I am writing in if statement, which checks for duplicated. If there are any I want to continue executing, but return a message indicating which are the duplicates. I tried the message()
, but I am unsure how to include the values of locations
.
if(anyDuplicated(regionGroups$location) > 0){
duplicateRegions <- regionGroups[, 'count' := .N, by = location][count > 1, .SD[1], by = location][[1]]
message("Location is not unique in the table regionGroups. There are length(duplicateRegions) duplicated locations, namely: duplicateRegions[1],duplicateRegions[2] ")
regionGroups <- regionGroups[!duplicated(regionGroups$location)]
}
(anyDuplicated(regionGroups$location) > 0)
[1] TRUE
duplicateRegions
[1] 55100 26080
The desired output is:
Location is not unique in the table regionGroups. There are 2 duplicated locations, namely: 55100, 26080
The complicated thing is there may be many more duplicatedRegions and the numbers will change.
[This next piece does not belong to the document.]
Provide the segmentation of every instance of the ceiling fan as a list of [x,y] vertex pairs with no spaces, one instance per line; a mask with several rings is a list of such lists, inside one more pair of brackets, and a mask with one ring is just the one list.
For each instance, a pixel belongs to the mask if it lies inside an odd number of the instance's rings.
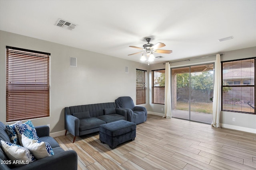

QUESTION: how to write the message()
statement such that the output will list the respective values of duplicateRegions
?
Hi does this work for you? I'm a little unsure as to why you need the if
statement if you are going to execute anyway as there appears to be no else
element required, perhaps you have left this out for simplicity.
Another point to note is that the duplicated
does not pick up the first of the duplicates in the duplicated set so when you use:
regionGroups[!duplicated(regionGroups$location),]
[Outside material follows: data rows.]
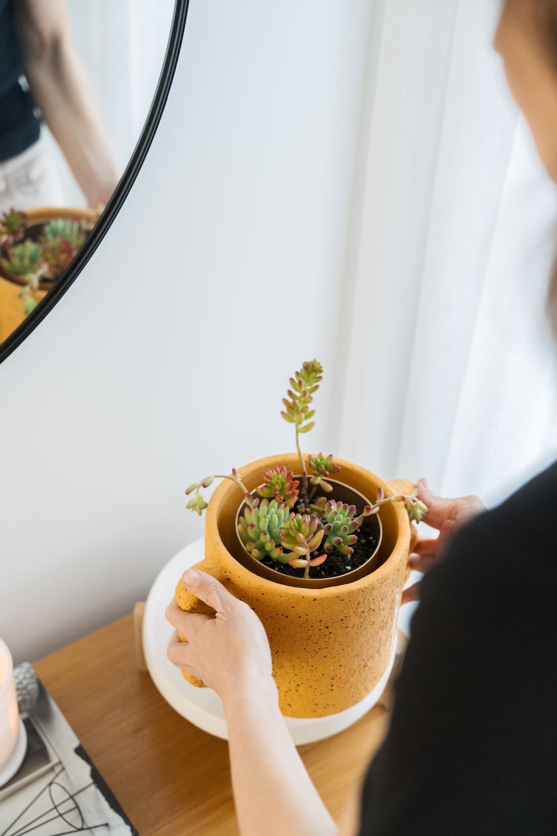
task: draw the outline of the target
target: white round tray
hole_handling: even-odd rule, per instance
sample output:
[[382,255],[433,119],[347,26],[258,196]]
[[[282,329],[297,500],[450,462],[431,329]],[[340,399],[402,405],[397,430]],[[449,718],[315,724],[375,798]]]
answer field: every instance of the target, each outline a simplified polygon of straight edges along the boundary
[[[180,670],[166,658],[166,645],[172,627],[165,609],[172,600],[178,579],[190,566],[205,556],[203,539],[182,548],[161,569],[147,596],[143,620],[143,649],[147,668],[154,685],[172,707],[199,728],[228,740],[222,702],[210,688],[196,688],[184,679]],[[385,673],[375,688],[361,702],[339,714],[327,717],[285,717],[296,746],[330,737],[352,726],[376,704],[391,675],[395,657],[392,648]]]
[[8,761],[0,767],[0,787],[3,787],[18,772],[27,753],[27,732],[19,717],[19,733],[15,748]]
it will always eliminate all but the first duplicate. That maybe ok for you but just as a warning.
Also if you take this approach: namely: duplicateRegions[1],duplicateRegions[2]
in the message function you are assuming you know how many duplicates you will have which would not be the case. You can just collapse the string with: paste(as.character(regionGroups$location[dups]), collapse = ", "))
so you don't need to worry about that.
if(any(duplicated(regionGroups$location))){
dups <- which(duplicated(regionGroups$location))
dup_regions <- regionGroups$location[dups]
message(" Location is not unique in the table regionGroups. There are ",
length(dups)," duplicated locations, namely: ", paste(as.character(regionGroups$location[dups]), collapse = ", "))
regionGroups <- regionGroups[!duplicated(regionGroups$location),]
}